I was on the golf course and witnessed this crash. Convair that was approaching the right runway was tragically cleared to the left runway and ran into the back of the P-3, sitting down on the P3's vertical stableizer, forcing the P-3 straight up and over, landing nose first on the GC. Contair went into a stall and in slow motion backed up and crashed on the GC, snapping the landing gear and pancaking on the grass where a fire broke out on the left wing tip, engulfing the aircraft.
Fire Department had no quick way to get on the GC and it took way too long for them to reach the crash site. They should have just have driven through the cyclone fence and put some water on the Convair.

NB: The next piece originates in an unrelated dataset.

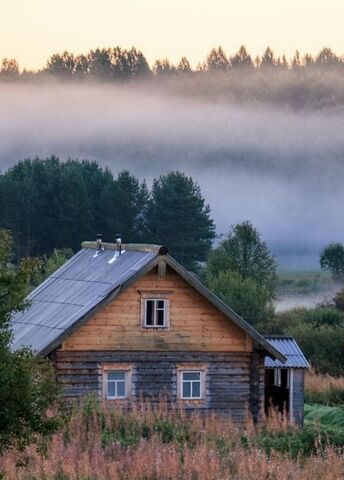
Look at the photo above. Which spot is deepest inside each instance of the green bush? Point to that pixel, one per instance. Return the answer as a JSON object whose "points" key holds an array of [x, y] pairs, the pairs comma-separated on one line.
{"points": [[332, 397]]}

The Convair co pilot smiled at me earlier in the day as his beautiful aircraft landed. He was motioning with hands the length of my short putt and smiling, not knowing that his life would end within two hours. RIP my friend and all of the crew members who's lives ended way too early.
Tower air traffic control guy cleared both to the same runway and pilots did not recognize the error. The Convair 990 approaches with a very high nose up attitude making it all but impossible to see an aircraft it.